それはブラジルだけじゃなくて、世界中でも一緒ですし、アフリカとか新興国でも一緒だというところで、僕は北海道帯広に会社があるわけですけれども、逆にここから世界で役に立って、みんなが幸せな世界を続けられるようにというところ。それからもっともっと、ずっと先は人間が、先ほどの話じゃないですけど宇宙に出て行かなきゃいけない時はきっと来ると思いますので、その時にコアになる技術を一緒に作っていければ嬉しいなと思っています。

淺田氏:中村さんお願いします。

中村氏:先ほど濱田さんの話のなかに、焼畑の話があったと思うんですけど、環境分野って衛星の非常に得意なところで、最近SDGsであるとか、ISGに意識が高まってきているってところもありますので、そういった環境モニタリングの需要も非常にこの多くいただくようになりまして。そういった面で役に立てることもあるだろうなと思いますし、温度知りたいという例も先ほど出てきましたけれども、我々次の打ち上げの衛星の一部には、温度がわかるセンサーを搭載します。光学画像に温度分布を重ねた形で提供できるようになると。これがその小型衛星の小回りの利くいいところかなと思っていて。どんどんどんどんバージョンアップしていく、必要なデータを追加していける、そういう時代になってきていると思っています。

北海道は、こういったイベントも非常に多いですし、おそらくこの人口に占める宇宙好きとか、宇宙詳しい人の割合っていうのは多いんじゃないかなと思っていて。そういう人たちが、この宇宙の活用みたいなことを日々考えるようになると、やはりどんどん浸透してくるのかなと。私は北海道が宇宙利用のロールモデルになってほしいなあ思っています。

これ非常に大事なのは、宇宙っていうのはグローバルビジネスですね。我々人工衛星作っておりますけれども、北海道だけ観測する衛星って作れないんですよね。北海道を高頻度で観測することができるのは、イコール世界どこでも同じような頻度で観測することができる、という点をぜひ頭に入れていただきたくて。

つまり北海道でこう使うというモデルを作れば、他の地域に輸出できるわけですね。“北海道モデル”として、他の所にどんどん売り込んでいくことできる。それは、新しいビジネスチャンスになることだと思うんです。ですので、まだ確立してない産業である、今のうちにいろいろ試して、時々失敗するかもしれないけど、良い使い方を確立して、それをどんどん他の地域、他の国へ移植していく、といったことができればいいんじゃないかなと思っています。私もぜひみなさんと一緒、新しい利用方法を開拓していきたいと思いますので、ぜひよろしくお願いします。

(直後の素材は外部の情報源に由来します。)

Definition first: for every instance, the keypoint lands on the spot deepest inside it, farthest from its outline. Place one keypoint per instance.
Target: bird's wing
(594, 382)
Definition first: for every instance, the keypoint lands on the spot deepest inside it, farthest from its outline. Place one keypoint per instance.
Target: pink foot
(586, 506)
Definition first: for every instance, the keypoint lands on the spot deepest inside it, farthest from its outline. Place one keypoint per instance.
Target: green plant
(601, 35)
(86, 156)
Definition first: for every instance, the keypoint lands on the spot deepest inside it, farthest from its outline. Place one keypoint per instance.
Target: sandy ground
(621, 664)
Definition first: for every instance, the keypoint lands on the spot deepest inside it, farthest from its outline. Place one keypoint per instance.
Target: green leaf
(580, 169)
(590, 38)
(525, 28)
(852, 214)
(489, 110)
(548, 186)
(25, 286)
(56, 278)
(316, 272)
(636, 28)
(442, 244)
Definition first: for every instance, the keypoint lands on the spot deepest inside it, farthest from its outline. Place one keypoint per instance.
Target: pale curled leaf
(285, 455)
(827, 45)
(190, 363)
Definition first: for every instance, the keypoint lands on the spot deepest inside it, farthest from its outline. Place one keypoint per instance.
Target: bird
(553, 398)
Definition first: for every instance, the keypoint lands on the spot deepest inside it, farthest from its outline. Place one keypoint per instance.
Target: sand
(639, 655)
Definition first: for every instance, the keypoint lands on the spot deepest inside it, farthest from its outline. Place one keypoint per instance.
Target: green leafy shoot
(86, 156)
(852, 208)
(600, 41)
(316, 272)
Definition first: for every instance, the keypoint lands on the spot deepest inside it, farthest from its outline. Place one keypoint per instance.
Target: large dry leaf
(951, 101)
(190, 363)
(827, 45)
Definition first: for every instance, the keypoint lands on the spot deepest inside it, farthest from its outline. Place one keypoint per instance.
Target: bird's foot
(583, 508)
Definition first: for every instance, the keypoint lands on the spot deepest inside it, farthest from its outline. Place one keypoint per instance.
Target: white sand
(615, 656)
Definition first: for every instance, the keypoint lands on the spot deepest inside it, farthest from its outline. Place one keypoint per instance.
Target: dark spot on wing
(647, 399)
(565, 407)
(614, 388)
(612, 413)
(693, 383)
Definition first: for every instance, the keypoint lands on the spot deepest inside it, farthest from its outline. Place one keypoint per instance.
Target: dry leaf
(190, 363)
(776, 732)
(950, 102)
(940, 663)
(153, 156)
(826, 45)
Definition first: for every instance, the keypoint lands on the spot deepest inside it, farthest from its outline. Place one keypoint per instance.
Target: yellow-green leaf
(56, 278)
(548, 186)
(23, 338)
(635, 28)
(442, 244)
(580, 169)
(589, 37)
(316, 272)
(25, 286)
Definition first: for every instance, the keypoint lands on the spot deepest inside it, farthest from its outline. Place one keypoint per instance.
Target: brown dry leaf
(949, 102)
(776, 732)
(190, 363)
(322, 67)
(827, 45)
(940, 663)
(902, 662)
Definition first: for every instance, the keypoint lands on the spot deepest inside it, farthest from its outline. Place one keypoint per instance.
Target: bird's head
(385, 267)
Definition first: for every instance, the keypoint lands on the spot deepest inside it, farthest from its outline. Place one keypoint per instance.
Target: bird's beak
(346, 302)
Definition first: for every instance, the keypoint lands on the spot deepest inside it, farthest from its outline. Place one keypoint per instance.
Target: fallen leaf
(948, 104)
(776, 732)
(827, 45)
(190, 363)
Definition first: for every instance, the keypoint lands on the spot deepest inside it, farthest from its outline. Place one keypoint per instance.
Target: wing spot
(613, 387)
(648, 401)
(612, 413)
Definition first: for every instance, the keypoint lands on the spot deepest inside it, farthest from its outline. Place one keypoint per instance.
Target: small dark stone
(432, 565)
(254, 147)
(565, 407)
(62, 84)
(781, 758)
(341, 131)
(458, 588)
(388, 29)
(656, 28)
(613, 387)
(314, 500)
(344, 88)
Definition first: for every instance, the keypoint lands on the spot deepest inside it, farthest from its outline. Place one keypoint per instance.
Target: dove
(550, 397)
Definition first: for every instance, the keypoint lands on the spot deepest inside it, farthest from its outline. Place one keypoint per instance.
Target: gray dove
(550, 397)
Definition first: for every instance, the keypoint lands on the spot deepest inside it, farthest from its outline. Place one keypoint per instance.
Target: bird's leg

淺田氏:どうでしょうかみなさん。このディスカッションを通じて、宇宙データもしかしたら使えるかもしれないなと思った方もいると思いますが、ぜひプロと相談してほしいと思います。ニーズを早くプロに伝えて、どういう解決の仕方があるかっていうのを、両方が一緒になって作っていかないと、うまい使い方はできません。これが考えるきっかけになれば幸いだと思います。ありがとうございました。

※本記事はカンファレンスでの発言を文字に起こしたものです。言い回し等編集の都合上変更している場合がございます。